Once we accept this gift of life – “abundant life” as Jesus calls it – this gift of eternity, how should we live?
Our epistle today picks up this theme of new life in Jesus, and how we must live that out in His Eternal Kingdom. In the earlier verses of Ephesians, St Paul compares our old lives that were “alienated from the life of God,” to our new lives in Christ. He tells us to “put away” our former way of life and our old selves, and become renewed, clothed in our new selves, created according to the likeness of God, in righteousness and holiness. We must be imitators of God in this new life we have.

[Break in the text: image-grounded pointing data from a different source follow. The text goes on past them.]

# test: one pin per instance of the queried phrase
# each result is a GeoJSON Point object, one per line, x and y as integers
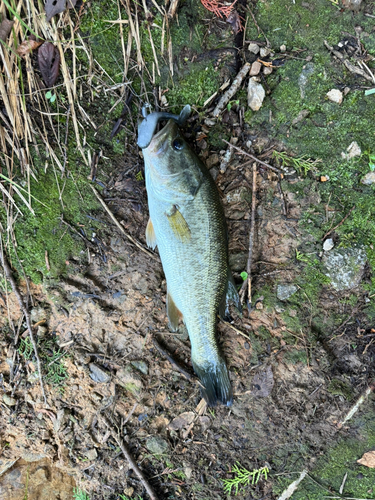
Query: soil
{"type": "Point", "coordinates": [297, 365]}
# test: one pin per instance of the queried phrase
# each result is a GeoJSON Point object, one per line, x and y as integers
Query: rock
{"type": "Point", "coordinates": [91, 454]}
{"type": "Point", "coordinates": [255, 94]}
{"type": "Point", "coordinates": [265, 51]}
{"type": "Point", "coordinates": [303, 78]}
{"type": "Point", "coordinates": [335, 95]}
{"type": "Point", "coordinates": [141, 366]}
{"type": "Point", "coordinates": [9, 401]}
{"type": "Point", "coordinates": [368, 178]}
{"type": "Point", "coordinates": [285, 291]}
{"type": "Point", "coordinates": [182, 421]}
{"type": "Point", "coordinates": [345, 267]}
{"type": "Point", "coordinates": [129, 379]}
{"type": "Point", "coordinates": [254, 48]}
{"type": "Point", "coordinates": [157, 445]}
{"type": "Point", "coordinates": [98, 374]}
{"type": "Point", "coordinates": [328, 244]}
{"type": "Point", "coordinates": [353, 150]}
{"type": "Point", "coordinates": [255, 68]}
{"type": "Point", "coordinates": [212, 160]}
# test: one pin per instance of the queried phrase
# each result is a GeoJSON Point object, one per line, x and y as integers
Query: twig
{"type": "Point", "coordinates": [232, 90]}
{"type": "Point", "coordinates": [292, 487]}
{"type": "Point", "coordinates": [173, 362]}
{"type": "Point", "coordinates": [358, 403]}
{"type": "Point", "coordinates": [126, 452]}
{"type": "Point", "coordinates": [251, 242]}
{"type": "Point", "coordinates": [9, 276]}
{"type": "Point", "coordinates": [267, 165]}
{"type": "Point", "coordinates": [130, 238]}
{"type": "Point", "coordinates": [339, 224]}
{"type": "Point", "coordinates": [347, 64]}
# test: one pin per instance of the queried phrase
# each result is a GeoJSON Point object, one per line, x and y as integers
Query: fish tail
{"type": "Point", "coordinates": [216, 384]}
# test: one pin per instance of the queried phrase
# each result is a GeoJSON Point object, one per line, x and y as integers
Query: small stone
{"type": "Point", "coordinates": [353, 150]}
{"type": "Point", "coordinates": [130, 380]}
{"type": "Point", "coordinates": [91, 454]}
{"type": "Point", "coordinates": [255, 68]}
{"type": "Point", "coordinates": [285, 291]}
{"type": "Point", "coordinates": [335, 95]}
{"type": "Point", "coordinates": [157, 445]}
{"type": "Point", "coordinates": [141, 366]}
{"type": "Point", "coordinates": [182, 421]}
{"type": "Point", "coordinates": [212, 160]}
{"type": "Point", "coordinates": [98, 374]}
{"type": "Point", "coordinates": [254, 48]}
{"type": "Point", "coordinates": [9, 401]}
{"type": "Point", "coordinates": [265, 51]}
{"type": "Point", "coordinates": [255, 94]}
{"type": "Point", "coordinates": [368, 179]}
{"type": "Point", "coordinates": [328, 244]}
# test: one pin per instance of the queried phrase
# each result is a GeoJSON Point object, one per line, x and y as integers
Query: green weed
{"type": "Point", "coordinates": [243, 477]}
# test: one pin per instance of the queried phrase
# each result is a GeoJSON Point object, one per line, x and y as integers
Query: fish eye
{"type": "Point", "coordinates": [177, 144]}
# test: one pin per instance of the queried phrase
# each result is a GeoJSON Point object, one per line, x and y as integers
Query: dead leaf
{"type": "Point", "coordinates": [5, 29]}
{"type": "Point", "coordinates": [49, 63]}
{"type": "Point", "coordinates": [53, 7]}
{"type": "Point", "coordinates": [182, 421]}
{"type": "Point", "coordinates": [27, 46]}
{"type": "Point", "coordinates": [263, 383]}
{"type": "Point", "coordinates": [368, 459]}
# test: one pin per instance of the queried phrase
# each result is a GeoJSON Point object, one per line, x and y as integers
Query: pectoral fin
{"type": "Point", "coordinates": [179, 225]}
{"type": "Point", "coordinates": [150, 235]}
{"type": "Point", "coordinates": [174, 314]}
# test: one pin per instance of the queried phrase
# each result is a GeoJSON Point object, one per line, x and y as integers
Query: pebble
{"type": "Point", "coordinates": [255, 94]}
{"type": "Point", "coordinates": [335, 95]}
{"type": "Point", "coordinates": [9, 401]}
{"type": "Point", "coordinates": [368, 179]}
{"type": "Point", "coordinates": [157, 445]}
{"type": "Point", "coordinates": [328, 244]}
{"type": "Point", "coordinates": [254, 48]}
{"type": "Point", "coordinates": [285, 291]}
{"type": "Point", "coordinates": [98, 374]}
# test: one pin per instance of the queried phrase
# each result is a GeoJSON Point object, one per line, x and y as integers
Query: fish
{"type": "Point", "coordinates": [188, 226]}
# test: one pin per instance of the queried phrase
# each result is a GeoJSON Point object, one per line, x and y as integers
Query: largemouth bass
{"type": "Point", "coordinates": [188, 226]}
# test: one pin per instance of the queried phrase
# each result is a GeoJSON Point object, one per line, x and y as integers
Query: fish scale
{"type": "Point", "coordinates": [187, 224]}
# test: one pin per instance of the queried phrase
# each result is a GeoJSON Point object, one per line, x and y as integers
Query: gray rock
{"type": "Point", "coordinates": [255, 94]}
{"type": "Point", "coordinates": [130, 379]}
{"type": "Point", "coordinates": [328, 244]}
{"type": "Point", "coordinates": [368, 179]}
{"type": "Point", "coordinates": [141, 366]}
{"type": "Point", "coordinates": [157, 445]}
{"type": "Point", "coordinates": [98, 374]}
{"type": "Point", "coordinates": [285, 291]}
{"type": "Point", "coordinates": [344, 267]}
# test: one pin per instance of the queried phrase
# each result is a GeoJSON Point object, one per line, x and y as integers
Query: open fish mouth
{"type": "Point", "coordinates": [147, 127]}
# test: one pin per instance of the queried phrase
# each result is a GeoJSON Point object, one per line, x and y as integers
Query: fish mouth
{"type": "Point", "coordinates": [160, 142]}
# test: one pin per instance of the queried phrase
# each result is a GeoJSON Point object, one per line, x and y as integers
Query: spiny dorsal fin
{"type": "Point", "coordinates": [179, 225]}
{"type": "Point", "coordinates": [150, 235]}
{"type": "Point", "coordinates": [173, 313]}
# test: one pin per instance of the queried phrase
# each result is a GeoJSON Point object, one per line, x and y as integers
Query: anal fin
{"type": "Point", "coordinates": [173, 313]}
{"type": "Point", "coordinates": [150, 235]}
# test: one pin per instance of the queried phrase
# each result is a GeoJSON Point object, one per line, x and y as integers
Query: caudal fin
{"type": "Point", "coordinates": [216, 383]}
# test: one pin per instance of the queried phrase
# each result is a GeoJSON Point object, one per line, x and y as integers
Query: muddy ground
{"type": "Point", "coordinates": [298, 364]}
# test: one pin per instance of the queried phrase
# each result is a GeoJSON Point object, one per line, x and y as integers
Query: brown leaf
{"type": "Point", "coordinates": [368, 459]}
{"type": "Point", "coordinates": [53, 7]}
{"type": "Point", "coordinates": [27, 46]}
{"type": "Point", "coordinates": [5, 29]}
{"type": "Point", "coordinates": [49, 63]}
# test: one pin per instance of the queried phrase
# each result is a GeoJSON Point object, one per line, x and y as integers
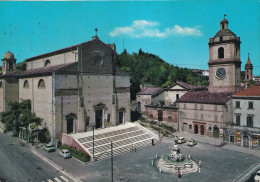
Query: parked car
{"type": "Point", "coordinates": [192, 142]}
{"type": "Point", "coordinates": [65, 153]}
{"type": "Point", "coordinates": [49, 148]}
{"type": "Point", "coordinates": [257, 176]}
{"type": "Point", "coordinates": [181, 140]}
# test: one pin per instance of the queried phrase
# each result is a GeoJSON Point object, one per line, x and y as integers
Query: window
{"type": "Point", "coordinates": [221, 52]}
{"type": "Point", "coordinates": [232, 139]}
{"type": "Point", "coordinates": [250, 105]}
{"type": "Point", "coordinates": [26, 84]}
{"type": "Point", "coordinates": [108, 117]}
{"type": "Point", "coordinates": [47, 63]}
{"type": "Point", "coordinates": [41, 84]}
{"type": "Point", "coordinates": [237, 104]}
{"type": "Point", "coordinates": [215, 118]}
{"type": "Point", "coordinates": [237, 120]}
{"type": "Point", "coordinates": [10, 66]}
{"type": "Point", "coordinates": [215, 108]}
{"type": "Point", "coordinates": [250, 121]}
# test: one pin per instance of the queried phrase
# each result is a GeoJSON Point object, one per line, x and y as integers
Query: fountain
{"type": "Point", "coordinates": [171, 163]}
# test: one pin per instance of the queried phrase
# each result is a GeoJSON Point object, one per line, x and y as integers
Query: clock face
{"type": "Point", "coordinates": [97, 60]}
{"type": "Point", "coordinates": [221, 73]}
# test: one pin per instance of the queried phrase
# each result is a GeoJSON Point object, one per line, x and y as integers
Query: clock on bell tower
{"type": "Point", "coordinates": [224, 60]}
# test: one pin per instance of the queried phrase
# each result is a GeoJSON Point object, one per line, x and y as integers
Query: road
{"type": "Point", "coordinates": [19, 164]}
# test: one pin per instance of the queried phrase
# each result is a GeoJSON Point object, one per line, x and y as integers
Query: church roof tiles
{"type": "Point", "coordinates": [205, 97]}
{"type": "Point", "coordinates": [150, 91]}
{"type": "Point", "coordinates": [253, 91]}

But what does it mean to imitate God?
“Imitate” comes from the Greek root “mimesis.” In the New Testament Greek world, mimesis word describes a student/teacher relationship. Students followed, lived with, learned from and imitated their teachers – in conduct, morality and philosophy. It was a way of life, not about information and exams. St. Paul’s readers would have understood what “imitate” meant. It was a call to follow the Master, learn from him how to think and live. St. Paul later says “imitate me, as I imitate Christ.”
All disciples – including us – are imitators of Christ, called to live out the Christ-life. Ephesians captures a little bit of how to live – being tender hearted, putting away bitterness and anger, being kind, forgiving. But the New Testament is full of how to live as imitators and disciples of Christ. We need to digest it – to eat this bread of life – and live by it.
Jesus offers himself – He is the Bread of life, the Bread from Heaven, giving eternal life. Like the first century Jews, we have a choice. We can believe that Jesus is who he claims to be, or not. As Jesus says: you can come to me the living Bread and never be hungry, you can believe in me at have eternal life. Or you can turn away.
But if we choose to accept and believe, we are to be imitators of God, followers, living his Kingdom values. Our Christian life is not primarily about doctrines and beliefs – though the church often makes it so. That rarely draws people to Christ! People are drawn to Jesus by our likeness to him.
Most of us know about the three young black Christian footballers who took penalties for England in the Euro finals, and how they were racially abused and vilified after they missed. A recent article in the Guardian describes the power of their faith, the influence they have, and how they are inspiring children. For these three young men, faith is not about assenting to a set of beliefs or creeds or doctrines. It is about embodying their faith in Jesus, living it out, being attentive around them. This week one of them, Marcus Rashford, was helping needy families to receive their food vouchers.
As we prepare for the Eucharist today – do we really believe that Jesus is the Bread of Life, the Bread from heaven? That He gives meaning in life and eternal life? If we believe Jesus is the Living Bread, it will transform us.
Are we imitators of God? If we are, it will transform our world.